Peter Perg aus Sinzig geehrt: „Gartendesigner des Jahres“

Peter Perg aus Sinzig geehrt : „Gartendesigner des Jahres“

Peter Berg aus Sinzig, der ein Grundstück gestaltet hat und dafür wurde erneut geehrt. Er hat den Titel „Gartendesigner des Jahres“ gewonnen, der auch der „Oscar der grünen Branche“ genannt wird.
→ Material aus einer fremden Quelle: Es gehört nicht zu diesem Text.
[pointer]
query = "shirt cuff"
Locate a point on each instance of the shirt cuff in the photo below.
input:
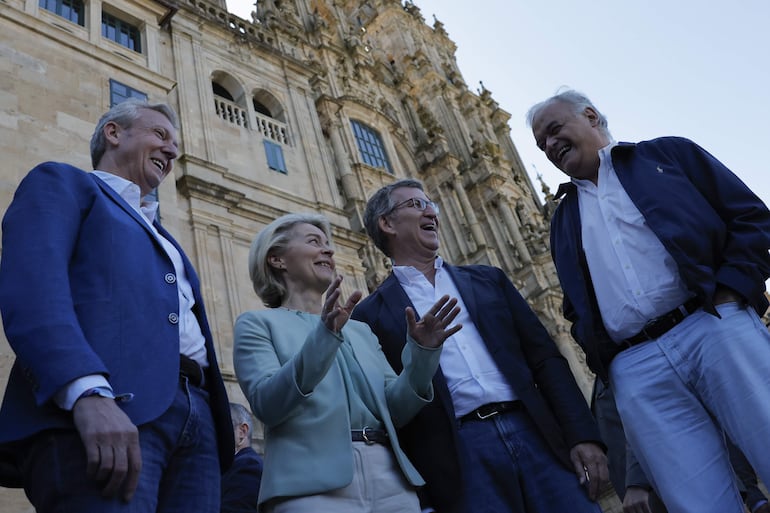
(69, 393)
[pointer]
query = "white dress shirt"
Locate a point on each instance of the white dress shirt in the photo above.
(471, 373)
(191, 339)
(634, 276)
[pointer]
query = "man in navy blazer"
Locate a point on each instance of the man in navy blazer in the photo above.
(240, 484)
(115, 402)
(509, 429)
(662, 254)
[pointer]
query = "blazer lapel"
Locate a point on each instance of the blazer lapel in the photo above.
(465, 285)
(120, 202)
(395, 301)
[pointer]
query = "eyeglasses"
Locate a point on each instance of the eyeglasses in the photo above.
(418, 203)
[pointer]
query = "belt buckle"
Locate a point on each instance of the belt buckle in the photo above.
(486, 416)
(367, 441)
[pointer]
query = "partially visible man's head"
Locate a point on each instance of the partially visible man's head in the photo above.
(402, 221)
(571, 131)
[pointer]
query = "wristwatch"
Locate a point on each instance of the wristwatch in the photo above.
(100, 391)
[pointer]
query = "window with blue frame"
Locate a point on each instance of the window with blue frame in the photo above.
(120, 92)
(72, 10)
(121, 32)
(370, 146)
(275, 159)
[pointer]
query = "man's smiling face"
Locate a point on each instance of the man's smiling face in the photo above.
(570, 140)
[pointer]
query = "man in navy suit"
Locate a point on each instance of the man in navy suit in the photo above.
(115, 402)
(240, 484)
(509, 429)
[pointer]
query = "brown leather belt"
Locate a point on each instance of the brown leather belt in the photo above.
(490, 410)
(370, 436)
(660, 325)
(190, 369)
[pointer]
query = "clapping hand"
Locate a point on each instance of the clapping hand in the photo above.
(431, 330)
(333, 315)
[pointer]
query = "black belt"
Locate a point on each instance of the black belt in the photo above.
(190, 369)
(370, 436)
(490, 410)
(660, 325)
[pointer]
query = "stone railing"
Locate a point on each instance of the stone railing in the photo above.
(230, 112)
(272, 129)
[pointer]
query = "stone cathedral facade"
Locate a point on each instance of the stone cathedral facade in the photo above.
(311, 105)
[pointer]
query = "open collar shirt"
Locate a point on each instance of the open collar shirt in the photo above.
(471, 374)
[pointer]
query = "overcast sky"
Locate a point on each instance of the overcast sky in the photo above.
(661, 67)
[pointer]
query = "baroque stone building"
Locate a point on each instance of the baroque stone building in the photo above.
(309, 106)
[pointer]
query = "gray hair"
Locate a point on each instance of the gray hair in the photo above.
(381, 204)
(241, 415)
(579, 103)
(268, 283)
(124, 114)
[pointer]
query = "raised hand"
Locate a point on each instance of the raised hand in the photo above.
(431, 330)
(333, 315)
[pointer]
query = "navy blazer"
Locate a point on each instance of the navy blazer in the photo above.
(525, 354)
(86, 288)
(714, 227)
(240, 484)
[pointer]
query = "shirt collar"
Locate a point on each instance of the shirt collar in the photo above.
(604, 154)
(130, 192)
(408, 274)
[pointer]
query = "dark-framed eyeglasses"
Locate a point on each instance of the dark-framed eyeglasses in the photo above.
(418, 203)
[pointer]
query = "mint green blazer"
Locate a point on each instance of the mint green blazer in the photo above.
(308, 449)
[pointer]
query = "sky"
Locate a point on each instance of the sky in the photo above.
(688, 68)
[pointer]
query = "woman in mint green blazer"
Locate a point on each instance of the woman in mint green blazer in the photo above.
(319, 382)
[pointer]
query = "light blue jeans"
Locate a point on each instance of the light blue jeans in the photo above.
(509, 468)
(677, 394)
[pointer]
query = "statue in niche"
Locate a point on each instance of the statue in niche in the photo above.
(451, 75)
(428, 121)
(438, 27)
(388, 109)
(485, 95)
(352, 41)
(316, 22)
(413, 10)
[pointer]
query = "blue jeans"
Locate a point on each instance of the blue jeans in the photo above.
(180, 465)
(508, 467)
(677, 394)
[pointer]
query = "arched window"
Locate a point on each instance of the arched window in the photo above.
(270, 117)
(226, 89)
(370, 146)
Peter Berg aus Sinzig-Westum hat erneut den Titel „Gartendesigner des Jahres“ gewonnen. Der Chef von GartenLandschaft Berg nahm, wie bereits in den Jahren 2011 und 2014, in Berlin mit dem Taspo-Award den „Oscar der grünen Branche“ entgegen. Mit einem Projekt in Bad Münstereifel, das er im Jahr 2014 über einen Zeitraum von sieben Monaten realisierte, hat er sich gegen Mitbewerber aus ganz Deutschland durchgesetzt und die Jury überzeugt.

„Himmlische Verbindung“ hat er seinen Wettbewerbsbeitrag genannt, weil er dabei Wasser als Spiegel des Himmels und der Kulturlandschaft eingesetzt hat. Der Architekt habe sein Team bereits in der Planungsphase kontaktiert, weil es um die Schaffung einer Einheit von moderner Architektur auf einem großzügigen Gelände gegangen sei: „Gleichzeitig sollten Strukturen entstehen und Räume, die optimale Regeneration und Entspannung bieten.“

Der Blick in die Weiten und Wälder der Eifel von seinem weißen gradlinig gehaltenen Wohnhaus mit Flachdach und großen Fenstern sei ebenso essenziell für den Wohnhausbesitzer gewesen, wie gleichzeitig ein Gefühl der Geborgenheit. Neben Pferdekoppeln und Stallungen sollten die Terrasse im Erdgeschoss und die Balkonterrasse im Obergeschoss in das Konzept integriert werden. Außerdem wünschte der Bauherr Wasserelemente. Diesen trug Berg in Zusammenarbeit mit Architekt Andreas Schwickert Rechnung. So entstand ein Pool entlang einer Hausseite im Erdgeschoss und ein Wasserbecken auf der oberen Ebene.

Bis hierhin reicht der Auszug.